第62章 異変 2
大体の大蛇丸のことは把握した。
…となると、大蛇丸の目的は一体何なのか。
先程火影様は、大蛇丸はこの里に恨みを持っていると言っていた…。
(なら、この里を襲うこと?)
でも、単独でこの里に復讐することだけを目的としているならば、大蛇丸の行動はおかしい。
わざわざ受験者に成りすます必要があったのだろうか。
何故、第二の試験に紛れ込むことを決めたのか…。
(もしかしてこの里には、他にも何か仕掛けられていて、私たちが気付いていないだけなんじゃ…)
さきは暫く考え込んだ。
そして、あるひとつの可能性にたどり着く。
『…火影様…まさかですが、同盟国が木の葉の里を裏切ることはありませんよね…?例えば…この中忍試験に潜入し、戦争を始める…とか……』
大蛇丸はどの里の驚異でもある反面、味方になればとんでもない戦力になる。
大蛇丸と組めば、木の葉の里を裏切って争いを起こす…なんてことも可能だろう。
火影様はゆっくりと煙を吐きながら、足元に目を落とした。
「…はっきり言って、裏切る可能性もあるだろう。木の葉はどの忍里にも劣らん経済力、戦力、そして安定した暮らしがある。

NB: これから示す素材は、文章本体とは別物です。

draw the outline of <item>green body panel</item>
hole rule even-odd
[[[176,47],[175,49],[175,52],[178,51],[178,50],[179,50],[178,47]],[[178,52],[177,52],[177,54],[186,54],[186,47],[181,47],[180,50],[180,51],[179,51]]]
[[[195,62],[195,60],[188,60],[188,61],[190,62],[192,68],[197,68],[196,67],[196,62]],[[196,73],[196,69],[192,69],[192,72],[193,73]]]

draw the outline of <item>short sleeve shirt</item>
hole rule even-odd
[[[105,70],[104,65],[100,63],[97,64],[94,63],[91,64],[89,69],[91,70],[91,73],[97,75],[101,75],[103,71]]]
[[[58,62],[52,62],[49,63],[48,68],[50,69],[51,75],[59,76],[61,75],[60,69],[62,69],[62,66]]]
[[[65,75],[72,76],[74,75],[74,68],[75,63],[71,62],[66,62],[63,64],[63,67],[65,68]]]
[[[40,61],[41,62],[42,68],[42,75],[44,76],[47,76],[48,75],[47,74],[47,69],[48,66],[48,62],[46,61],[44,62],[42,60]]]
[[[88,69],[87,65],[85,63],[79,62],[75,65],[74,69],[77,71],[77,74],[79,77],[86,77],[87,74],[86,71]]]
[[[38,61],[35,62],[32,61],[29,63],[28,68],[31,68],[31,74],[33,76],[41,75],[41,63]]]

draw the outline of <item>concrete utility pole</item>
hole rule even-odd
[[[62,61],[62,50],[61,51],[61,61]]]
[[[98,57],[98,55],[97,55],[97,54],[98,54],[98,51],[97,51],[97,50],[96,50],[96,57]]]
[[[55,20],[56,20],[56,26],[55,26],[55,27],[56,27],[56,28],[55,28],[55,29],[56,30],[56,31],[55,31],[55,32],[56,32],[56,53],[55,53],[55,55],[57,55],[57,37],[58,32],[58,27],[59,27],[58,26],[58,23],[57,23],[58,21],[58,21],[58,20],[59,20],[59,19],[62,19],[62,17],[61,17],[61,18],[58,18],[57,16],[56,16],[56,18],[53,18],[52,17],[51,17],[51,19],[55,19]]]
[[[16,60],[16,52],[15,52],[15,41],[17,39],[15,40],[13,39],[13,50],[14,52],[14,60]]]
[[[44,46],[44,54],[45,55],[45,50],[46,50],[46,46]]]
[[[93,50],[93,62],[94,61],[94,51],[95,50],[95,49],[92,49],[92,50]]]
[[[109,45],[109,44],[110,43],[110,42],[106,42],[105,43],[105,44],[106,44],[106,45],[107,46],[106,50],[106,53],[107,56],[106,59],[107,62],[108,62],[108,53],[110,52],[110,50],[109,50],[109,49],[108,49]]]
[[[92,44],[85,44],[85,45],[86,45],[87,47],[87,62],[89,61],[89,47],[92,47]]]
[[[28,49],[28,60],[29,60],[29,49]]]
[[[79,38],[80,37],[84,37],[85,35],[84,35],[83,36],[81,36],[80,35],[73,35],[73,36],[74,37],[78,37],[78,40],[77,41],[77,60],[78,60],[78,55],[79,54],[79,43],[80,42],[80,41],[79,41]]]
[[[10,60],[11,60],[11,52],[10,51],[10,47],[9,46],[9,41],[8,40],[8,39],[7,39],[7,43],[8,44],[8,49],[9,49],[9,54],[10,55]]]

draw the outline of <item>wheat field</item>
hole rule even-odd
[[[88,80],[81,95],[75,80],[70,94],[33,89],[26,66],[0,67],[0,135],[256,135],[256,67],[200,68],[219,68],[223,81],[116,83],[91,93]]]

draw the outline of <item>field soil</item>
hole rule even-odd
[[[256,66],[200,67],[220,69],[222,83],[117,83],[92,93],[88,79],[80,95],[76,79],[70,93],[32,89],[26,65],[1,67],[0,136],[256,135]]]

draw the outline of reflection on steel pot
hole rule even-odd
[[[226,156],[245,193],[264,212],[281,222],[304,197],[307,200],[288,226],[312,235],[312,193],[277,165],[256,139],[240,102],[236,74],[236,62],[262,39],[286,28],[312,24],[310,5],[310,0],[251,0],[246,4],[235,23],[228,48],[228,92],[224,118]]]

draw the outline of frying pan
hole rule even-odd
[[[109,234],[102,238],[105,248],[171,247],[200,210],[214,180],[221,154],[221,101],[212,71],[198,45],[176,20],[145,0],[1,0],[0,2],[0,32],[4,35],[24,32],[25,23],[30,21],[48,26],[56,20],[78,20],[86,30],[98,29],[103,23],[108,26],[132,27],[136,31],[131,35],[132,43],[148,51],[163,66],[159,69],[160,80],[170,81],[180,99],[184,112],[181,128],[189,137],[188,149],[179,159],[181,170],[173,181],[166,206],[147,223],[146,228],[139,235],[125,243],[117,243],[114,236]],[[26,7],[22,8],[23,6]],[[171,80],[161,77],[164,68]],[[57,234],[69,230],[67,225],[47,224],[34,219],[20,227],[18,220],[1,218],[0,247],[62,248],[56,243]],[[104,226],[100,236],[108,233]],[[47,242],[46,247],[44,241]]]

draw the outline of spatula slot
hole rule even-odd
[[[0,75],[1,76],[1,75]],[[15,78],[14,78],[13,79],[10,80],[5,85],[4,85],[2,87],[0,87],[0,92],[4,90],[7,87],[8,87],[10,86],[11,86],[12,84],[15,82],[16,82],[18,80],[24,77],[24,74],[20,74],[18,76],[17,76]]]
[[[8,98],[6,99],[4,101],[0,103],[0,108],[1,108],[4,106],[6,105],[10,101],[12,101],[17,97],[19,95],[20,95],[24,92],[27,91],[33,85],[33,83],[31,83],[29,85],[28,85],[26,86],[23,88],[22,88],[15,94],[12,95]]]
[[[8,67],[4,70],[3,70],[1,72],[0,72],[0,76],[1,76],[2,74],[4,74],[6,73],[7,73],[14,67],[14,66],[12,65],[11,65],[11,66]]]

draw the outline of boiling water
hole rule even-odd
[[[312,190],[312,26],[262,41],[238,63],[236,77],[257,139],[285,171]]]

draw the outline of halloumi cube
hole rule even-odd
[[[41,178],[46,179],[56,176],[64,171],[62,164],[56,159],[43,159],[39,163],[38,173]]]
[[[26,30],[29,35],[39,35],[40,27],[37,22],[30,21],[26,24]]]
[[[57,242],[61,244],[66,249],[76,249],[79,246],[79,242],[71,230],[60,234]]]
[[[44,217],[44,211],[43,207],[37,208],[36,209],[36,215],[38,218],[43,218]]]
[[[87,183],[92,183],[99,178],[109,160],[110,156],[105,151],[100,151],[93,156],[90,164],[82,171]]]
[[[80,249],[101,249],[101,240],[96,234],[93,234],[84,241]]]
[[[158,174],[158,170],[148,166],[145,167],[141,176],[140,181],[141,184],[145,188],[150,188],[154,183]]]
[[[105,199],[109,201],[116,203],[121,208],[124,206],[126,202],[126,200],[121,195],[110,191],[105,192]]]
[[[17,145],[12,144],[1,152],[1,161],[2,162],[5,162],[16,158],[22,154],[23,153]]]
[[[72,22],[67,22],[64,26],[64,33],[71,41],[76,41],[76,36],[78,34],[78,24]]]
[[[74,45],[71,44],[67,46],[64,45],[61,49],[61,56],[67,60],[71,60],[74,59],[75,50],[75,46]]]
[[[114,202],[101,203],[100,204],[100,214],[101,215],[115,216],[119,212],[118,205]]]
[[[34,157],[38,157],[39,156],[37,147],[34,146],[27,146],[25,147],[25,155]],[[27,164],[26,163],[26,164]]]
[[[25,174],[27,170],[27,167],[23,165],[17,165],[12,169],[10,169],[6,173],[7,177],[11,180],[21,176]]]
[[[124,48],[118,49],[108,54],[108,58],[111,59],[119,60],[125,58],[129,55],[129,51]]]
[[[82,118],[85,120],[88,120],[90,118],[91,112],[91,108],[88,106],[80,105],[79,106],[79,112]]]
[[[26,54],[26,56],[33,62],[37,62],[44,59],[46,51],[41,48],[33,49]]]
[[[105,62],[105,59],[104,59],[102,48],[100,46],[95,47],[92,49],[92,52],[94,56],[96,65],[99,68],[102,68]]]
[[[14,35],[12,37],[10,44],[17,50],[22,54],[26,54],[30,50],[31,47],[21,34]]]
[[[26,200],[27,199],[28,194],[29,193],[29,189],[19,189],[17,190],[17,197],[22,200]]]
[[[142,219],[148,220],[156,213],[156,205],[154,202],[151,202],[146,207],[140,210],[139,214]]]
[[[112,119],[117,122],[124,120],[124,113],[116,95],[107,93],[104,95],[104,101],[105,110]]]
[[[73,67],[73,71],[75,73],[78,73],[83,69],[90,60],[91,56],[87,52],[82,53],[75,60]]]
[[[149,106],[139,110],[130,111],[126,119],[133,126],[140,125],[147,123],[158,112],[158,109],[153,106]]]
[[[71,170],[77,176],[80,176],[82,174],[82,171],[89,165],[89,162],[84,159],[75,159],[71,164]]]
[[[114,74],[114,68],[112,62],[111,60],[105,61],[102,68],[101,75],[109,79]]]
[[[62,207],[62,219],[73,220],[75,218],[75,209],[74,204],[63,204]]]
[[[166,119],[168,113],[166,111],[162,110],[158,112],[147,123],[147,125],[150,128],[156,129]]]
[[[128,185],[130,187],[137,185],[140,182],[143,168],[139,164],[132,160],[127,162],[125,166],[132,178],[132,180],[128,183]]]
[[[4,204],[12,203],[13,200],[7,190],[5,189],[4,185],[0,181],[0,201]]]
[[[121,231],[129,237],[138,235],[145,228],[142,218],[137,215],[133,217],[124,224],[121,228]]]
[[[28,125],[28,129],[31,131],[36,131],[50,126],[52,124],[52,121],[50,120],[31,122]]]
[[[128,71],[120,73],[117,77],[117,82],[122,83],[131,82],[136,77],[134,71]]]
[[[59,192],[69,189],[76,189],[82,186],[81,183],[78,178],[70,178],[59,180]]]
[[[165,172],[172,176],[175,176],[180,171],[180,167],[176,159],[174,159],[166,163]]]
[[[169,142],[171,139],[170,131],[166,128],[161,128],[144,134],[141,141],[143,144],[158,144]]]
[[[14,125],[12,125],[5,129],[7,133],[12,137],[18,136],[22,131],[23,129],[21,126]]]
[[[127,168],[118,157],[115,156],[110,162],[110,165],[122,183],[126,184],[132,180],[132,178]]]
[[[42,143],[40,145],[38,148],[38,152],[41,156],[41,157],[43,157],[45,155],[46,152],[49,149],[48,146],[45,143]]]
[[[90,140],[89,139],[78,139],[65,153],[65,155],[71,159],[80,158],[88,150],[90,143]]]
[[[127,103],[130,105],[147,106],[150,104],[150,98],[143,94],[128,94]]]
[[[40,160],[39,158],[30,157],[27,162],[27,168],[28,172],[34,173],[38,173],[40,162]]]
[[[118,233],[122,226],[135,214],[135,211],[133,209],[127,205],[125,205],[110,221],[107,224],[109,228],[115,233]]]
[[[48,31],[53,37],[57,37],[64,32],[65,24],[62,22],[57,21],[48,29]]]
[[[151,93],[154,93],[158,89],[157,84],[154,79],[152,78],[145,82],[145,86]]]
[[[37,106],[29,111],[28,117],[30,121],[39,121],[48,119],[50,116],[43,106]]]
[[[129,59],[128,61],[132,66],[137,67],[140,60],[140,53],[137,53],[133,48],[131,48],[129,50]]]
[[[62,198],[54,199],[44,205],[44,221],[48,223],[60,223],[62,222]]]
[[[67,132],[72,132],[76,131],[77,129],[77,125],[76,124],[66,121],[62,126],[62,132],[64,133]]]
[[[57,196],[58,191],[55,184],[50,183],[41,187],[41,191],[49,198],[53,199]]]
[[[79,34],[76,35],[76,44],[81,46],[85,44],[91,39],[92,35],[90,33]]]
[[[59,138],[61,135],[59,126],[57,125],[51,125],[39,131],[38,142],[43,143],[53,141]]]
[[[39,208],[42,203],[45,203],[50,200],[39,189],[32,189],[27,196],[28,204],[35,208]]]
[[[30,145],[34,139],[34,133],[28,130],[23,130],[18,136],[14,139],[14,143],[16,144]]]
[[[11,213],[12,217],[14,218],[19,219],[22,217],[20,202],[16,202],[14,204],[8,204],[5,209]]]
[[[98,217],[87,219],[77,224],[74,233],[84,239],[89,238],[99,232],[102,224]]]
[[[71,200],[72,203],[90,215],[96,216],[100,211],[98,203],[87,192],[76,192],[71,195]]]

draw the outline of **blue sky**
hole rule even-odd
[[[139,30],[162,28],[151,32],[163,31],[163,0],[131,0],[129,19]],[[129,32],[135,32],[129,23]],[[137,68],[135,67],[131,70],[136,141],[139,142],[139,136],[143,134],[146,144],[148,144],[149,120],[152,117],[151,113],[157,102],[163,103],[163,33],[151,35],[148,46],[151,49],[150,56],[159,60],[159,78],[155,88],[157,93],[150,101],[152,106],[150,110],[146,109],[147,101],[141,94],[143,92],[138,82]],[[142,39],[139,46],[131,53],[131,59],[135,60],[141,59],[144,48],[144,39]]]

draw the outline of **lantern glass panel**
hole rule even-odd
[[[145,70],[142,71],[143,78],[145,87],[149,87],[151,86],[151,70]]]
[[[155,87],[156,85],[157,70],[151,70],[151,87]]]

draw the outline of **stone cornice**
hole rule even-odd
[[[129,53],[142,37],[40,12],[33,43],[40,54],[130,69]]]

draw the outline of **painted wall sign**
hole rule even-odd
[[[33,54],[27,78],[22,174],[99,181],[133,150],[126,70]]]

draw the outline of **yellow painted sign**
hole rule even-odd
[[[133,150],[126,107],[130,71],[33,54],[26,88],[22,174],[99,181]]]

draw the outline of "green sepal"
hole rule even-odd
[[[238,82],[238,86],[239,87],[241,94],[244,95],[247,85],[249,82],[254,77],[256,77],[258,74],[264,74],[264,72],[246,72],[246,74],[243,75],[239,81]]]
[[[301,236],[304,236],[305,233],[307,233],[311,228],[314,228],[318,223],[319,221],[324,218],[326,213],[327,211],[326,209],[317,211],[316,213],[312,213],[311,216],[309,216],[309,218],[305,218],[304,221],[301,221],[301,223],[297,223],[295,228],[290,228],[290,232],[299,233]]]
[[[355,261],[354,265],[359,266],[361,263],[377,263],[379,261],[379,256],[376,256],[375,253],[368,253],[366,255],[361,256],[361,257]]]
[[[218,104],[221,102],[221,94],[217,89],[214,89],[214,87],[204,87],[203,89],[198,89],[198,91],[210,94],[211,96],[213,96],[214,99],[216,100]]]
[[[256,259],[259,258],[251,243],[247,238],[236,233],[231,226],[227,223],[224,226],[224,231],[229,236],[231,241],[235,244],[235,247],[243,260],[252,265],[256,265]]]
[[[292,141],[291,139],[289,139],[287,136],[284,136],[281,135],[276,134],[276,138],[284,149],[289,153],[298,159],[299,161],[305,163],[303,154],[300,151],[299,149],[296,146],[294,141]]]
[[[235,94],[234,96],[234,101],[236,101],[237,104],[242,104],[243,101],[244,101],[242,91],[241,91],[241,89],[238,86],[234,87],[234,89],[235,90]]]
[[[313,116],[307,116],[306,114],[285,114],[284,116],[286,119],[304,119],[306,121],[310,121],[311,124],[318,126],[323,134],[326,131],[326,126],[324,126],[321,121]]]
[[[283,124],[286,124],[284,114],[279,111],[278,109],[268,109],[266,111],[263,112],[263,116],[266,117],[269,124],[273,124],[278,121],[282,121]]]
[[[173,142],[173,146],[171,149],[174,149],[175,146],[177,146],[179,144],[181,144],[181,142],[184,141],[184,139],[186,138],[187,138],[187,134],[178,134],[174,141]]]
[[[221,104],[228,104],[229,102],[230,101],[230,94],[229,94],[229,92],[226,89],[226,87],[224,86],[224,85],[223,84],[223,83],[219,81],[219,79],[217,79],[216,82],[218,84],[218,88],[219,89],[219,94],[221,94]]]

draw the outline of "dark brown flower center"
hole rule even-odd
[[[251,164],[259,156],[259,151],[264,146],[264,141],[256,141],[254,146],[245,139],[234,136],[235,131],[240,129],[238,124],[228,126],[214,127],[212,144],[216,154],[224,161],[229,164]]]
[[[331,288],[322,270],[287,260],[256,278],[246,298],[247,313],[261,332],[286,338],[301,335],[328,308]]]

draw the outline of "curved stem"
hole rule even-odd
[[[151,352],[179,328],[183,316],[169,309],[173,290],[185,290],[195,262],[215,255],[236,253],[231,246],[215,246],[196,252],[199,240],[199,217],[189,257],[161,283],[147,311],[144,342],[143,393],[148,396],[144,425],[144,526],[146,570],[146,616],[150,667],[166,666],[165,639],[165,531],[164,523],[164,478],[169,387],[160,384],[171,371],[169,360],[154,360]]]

…様々な犠牲の上に成り立つ条約は、両国の信頼関係あってのものじゃ…。
今の世界情勢を見る限り、力さえ手に入ればそれは意味の無いものだとも言える…」
さきの元いた世界では、当たり前のように国際会議が行われて、国のトップ同士の対談が何度も何度も繰り返し行われる。
そして、条約を取り締まる機関も設けられていて…
(――― なんて過ごしやすい世界だったんだろう)
戦争を経験した人々が、どうすれば平和な世界になるのかを考えた結果が、私の生きていた世界なんだ。